Foresight is not essential

James Naismith invented basketball when he was really just trying to keep a bunch of rowdy students busy indoors during a blizzard. One day, he saw a boy in the gym tossing a ball toward the basket, picking it up, and tossing it again. 

An hour later, he passed by the gym again and saw the boy still doing the same thing. “I stopped and asked him why he was practicing so long,” Naismith wrote. “The boy answered that he did not know, but that he just liked to see if he could make a basket every time he threw the ball.”

“It hadn’t occurred to Naismith that people would actually practice his game,” writes Nick Greene in How to Watch Basketball Like a Genius. Greene concludes:

“Foresight, it turns out, is not an essential quality in an inventor.”

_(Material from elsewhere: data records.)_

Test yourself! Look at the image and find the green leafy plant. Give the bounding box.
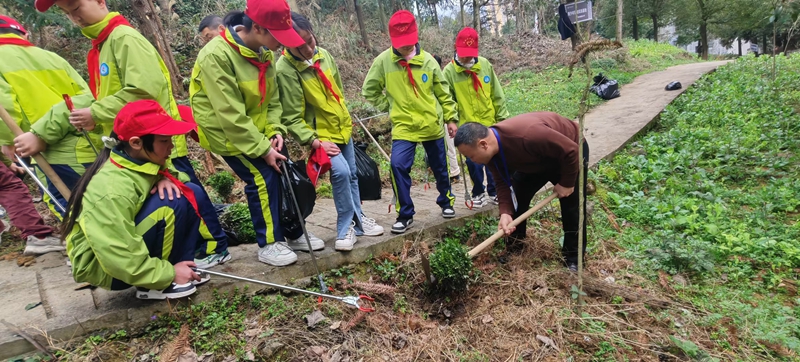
[429,238,475,294]
[206,171,236,200]
[219,203,256,244]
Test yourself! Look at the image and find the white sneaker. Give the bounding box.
[287,232,325,251]
[258,242,298,266]
[24,235,66,255]
[471,194,487,208]
[360,215,384,236]
[136,283,196,300]
[194,250,232,269]
[335,223,358,251]
[488,195,499,205]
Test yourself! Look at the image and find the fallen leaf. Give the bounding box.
[244,351,255,361]
[392,333,408,349]
[536,335,560,351]
[244,329,260,337]
[305,310,327,328]
[442,308,452,318]
[177,351,198,362]
[24,302,41,311]
[330,321,342,330]
[221,356,236,362]
[309,345,326,356]
[481,315,494,324]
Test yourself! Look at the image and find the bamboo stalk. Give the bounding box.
[468,193,558,258]
[0,104,72,199]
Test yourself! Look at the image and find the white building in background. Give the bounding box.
[662,25,756,55]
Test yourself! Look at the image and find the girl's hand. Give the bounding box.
[69,108,96,131]
[13,132,47,157]
[151,178,182,200]
[173,261,200,285]
[321,141,340,157]
[270,134,284,152]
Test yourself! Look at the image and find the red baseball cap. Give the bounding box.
[34,0,56,12]
[306,147,331,187]
[177,105,200,142]
[388,10,418,49]
[0,15,27,35]
[114,100,196,142]
[455,27,479,57]
[245,0,305,48]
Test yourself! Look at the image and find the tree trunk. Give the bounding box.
[130,0,184,98]
[616,0,623,40]
[515,0,523,34]
[737,37,742,56]
[473,0,480,31]
[430,0,439,28]
[378,0,388,32]
[762,33,768,55]
[460,0,467,28]
[651,13,658,42]
[354,0,371,51]
[632,16,639,40]
[699,21,709,60]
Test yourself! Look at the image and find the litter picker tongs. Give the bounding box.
[193,268,375,312]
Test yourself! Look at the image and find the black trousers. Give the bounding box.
[510,142,589,264]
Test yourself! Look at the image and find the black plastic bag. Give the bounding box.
[279,159,316,234]
[355,142,382,200]
[665,81,682,91]
[591,73,621,100]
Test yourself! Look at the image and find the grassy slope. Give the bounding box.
[596,54,800,356]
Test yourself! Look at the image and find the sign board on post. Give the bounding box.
[564,1,593,24]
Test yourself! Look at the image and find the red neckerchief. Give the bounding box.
[397,59,419,98]
[308,60,341,103]
[0,37,34,47]
[88,14,132,99]
[222,29,271,105]
[461,65,484,98]
[109,158,202,220]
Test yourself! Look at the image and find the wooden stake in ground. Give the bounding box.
[617,0,624,41]
[0,104,72,199]
[468,193,558,258]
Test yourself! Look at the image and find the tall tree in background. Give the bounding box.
[644,0,668,41]
[131,0,184,98]
[617,0,624,40]
[354,0,372,51]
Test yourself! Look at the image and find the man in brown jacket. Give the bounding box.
[454,112,588,271]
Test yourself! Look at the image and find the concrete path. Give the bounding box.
[0,60,731,359]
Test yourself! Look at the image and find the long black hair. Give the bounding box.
[60,134,156,240]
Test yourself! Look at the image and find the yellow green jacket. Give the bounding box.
[83,13,187,158]
[442,57,509,127]
[276,47,354,144]
[66,151,189,290]
[362,47,458,142]
[189,29,282,158]
[0,34,100,164]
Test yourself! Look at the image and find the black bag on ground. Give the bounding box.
[665,81,682,91]
[355,142,382,200]
[279,159,316,234]
[591,73,621,100]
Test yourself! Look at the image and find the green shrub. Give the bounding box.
[207,171,236,200]
[429,238,475,294]
[219,203,256,244]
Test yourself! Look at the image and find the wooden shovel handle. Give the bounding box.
[468,193,559,258]
[0,104,72,200]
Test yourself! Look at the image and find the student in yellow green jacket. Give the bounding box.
[275,12,385,251]
[362,10,459,234]
[443,27,509,208]
[0,15,98,222]
[37,0,231,268]
[190,0,312,267]
[62,100,205,299]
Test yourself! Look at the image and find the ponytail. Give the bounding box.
[60,143,112,240]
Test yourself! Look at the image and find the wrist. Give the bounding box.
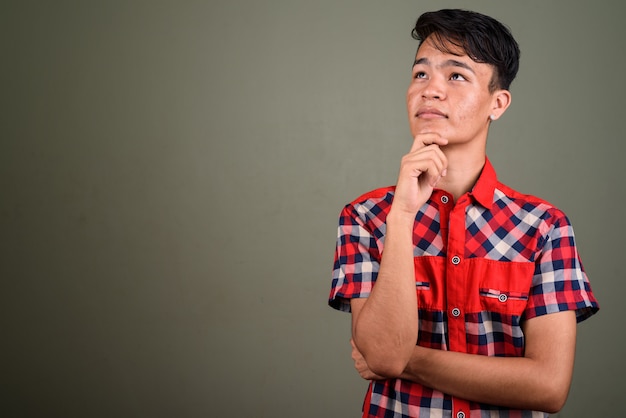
[400,346,428,383]
[387,207,418,226]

Foresight is always just a guess. Depending on the person’s expertise, and understanding of what’s happening, it might be a really good guess—but it’s a guess nonetheless.

It’s easy to argue about what the better guess is. But there’s only one way to find out, which is to make the work and put it out there. “Code wins arguments,” the saying goes

“Sales (of concepts, of services, of goods) don’t get made because you’ve spent a sleepless night working on your telekenisis,” Seth Godin writes. “They happen because you’ve made something worth buying, because you’ve outlined something worth believing in.”